Putting it all together
Since the organization invite emails were being sent from a no-reply@mail.example.com, I was simply able to invite common mailing lists such as engineering@example.com as users into my organization. Doing so would end up posting to the internal group and send out the malicious organization invite to hundreds of employees. Few things will look more legitimate to a user than an email to them from their own company posting to an internal mailing list. In a short time frame I managed to capture a bunch of full Okta sessions, with the first victim minutes after sending out the invite.
Bypass to launch MFA protected apps
The Okta instance was set up such that sensitive apps prompt MFA to launch. This can be an effective security measure as the attacker doesn’t have access to your MFA device, and you cannot add another factor without confirming an existing one. The caveat in the implementation is that after authenticating there’s a couple minute window where MFA is not prompted again to add a new factor. This means that after stealing an Okta session, the attacker can quickly visit the user settings page and add their own factor without being prompted for the existing one. Afraid they’ll see an email notification that a new factor was added? Use Okta to login to their email and delete it. Once an attacker adds their own factor they can launch protected apps and authenticate freely into the account with the captured password.
Takeaways
As convincing as it was, not everyone fell for the phish. Here are some of the users I was unable to capture:
- The users with their second factor being a FIDO device, which cannot be phished.
- The users with a sharp eye who noticed the login page is not actually on their Okta domain.
- Some of the users that were using password managers and noticed auto-fill wasn’t coming up, after which they then noticed the domain was fake.
Those users were quick to alert the IT team to investigate the issue who then had the ability to purge it from inboxes.
Phishing is still one of the leading causes of breaches and I believe attacks will continue to evolve past the basic training we’re all given. In this case I was able to compromise highly technical, smart, and well trained individuals by using an attack which leverages the application itself. A few technical solutions can be used to prevent this and similar types of attacks.
- Require FIDO as a secondary factor and disable other factors.
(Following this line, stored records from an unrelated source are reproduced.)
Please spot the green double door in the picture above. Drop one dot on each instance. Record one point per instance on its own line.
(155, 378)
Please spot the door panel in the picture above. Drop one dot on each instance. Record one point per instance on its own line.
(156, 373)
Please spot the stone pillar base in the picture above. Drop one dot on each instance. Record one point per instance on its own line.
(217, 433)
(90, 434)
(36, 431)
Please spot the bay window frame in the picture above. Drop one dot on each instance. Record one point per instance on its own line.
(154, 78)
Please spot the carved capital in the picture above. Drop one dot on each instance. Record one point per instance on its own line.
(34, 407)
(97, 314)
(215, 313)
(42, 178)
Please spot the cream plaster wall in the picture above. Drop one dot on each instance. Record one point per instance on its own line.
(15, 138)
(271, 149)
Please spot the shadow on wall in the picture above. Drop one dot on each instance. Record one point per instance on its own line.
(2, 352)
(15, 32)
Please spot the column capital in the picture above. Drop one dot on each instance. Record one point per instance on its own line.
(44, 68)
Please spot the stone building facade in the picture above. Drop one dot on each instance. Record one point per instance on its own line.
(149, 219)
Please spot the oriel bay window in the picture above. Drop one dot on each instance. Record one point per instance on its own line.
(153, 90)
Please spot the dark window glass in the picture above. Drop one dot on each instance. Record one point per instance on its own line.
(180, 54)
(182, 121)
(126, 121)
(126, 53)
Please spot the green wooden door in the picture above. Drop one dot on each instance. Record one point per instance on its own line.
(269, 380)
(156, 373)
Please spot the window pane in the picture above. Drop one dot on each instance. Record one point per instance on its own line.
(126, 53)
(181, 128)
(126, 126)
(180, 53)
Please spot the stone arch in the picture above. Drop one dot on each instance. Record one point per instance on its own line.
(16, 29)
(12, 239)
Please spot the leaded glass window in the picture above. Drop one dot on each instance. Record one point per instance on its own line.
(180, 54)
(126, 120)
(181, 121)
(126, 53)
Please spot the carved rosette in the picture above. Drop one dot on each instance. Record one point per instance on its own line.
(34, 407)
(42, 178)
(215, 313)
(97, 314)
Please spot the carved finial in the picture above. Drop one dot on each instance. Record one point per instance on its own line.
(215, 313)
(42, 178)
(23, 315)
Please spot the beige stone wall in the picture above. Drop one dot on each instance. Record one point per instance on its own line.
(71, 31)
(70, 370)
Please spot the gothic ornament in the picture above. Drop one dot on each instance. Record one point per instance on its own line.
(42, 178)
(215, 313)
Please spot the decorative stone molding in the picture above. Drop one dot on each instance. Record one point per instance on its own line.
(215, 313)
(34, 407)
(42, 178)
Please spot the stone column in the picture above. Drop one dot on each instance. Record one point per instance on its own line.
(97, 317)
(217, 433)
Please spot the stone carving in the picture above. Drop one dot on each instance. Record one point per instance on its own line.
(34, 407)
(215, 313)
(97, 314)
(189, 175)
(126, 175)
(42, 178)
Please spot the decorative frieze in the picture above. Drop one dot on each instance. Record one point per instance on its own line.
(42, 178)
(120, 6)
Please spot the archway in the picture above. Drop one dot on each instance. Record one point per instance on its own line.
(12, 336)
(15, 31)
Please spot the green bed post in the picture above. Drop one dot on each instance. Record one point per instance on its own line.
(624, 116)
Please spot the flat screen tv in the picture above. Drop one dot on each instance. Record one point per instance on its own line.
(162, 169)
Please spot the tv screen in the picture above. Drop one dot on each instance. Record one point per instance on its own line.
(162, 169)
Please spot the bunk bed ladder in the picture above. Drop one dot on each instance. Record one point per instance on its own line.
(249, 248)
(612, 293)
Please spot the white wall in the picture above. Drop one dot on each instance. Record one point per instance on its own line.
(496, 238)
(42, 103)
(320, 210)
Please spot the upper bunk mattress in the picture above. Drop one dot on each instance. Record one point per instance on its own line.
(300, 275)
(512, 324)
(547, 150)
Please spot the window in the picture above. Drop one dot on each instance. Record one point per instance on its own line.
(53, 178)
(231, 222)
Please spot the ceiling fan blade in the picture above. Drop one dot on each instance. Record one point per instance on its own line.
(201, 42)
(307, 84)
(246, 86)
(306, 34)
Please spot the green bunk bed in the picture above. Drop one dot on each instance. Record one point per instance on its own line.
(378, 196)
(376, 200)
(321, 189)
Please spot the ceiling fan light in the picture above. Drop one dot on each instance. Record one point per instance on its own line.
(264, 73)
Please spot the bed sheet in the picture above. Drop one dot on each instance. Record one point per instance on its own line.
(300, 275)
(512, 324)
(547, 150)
- Do not allow user defined links or redirects inside of emails sent from the application.
- Send emails from a different domain so internal mailing lists cannot be posted to, or only allow posting from “Group Members”.
Who else is vulnerable?
I would say most companies which have SSO and a similar organization invite structure. I can think of a bunch of high profile services off the top of my head I would love to test. Unfortunately, phishing is almost always out of scope for bug bounties and public security testing.
Thanks for reading and I hope you can use this information to secure your organization’s assets!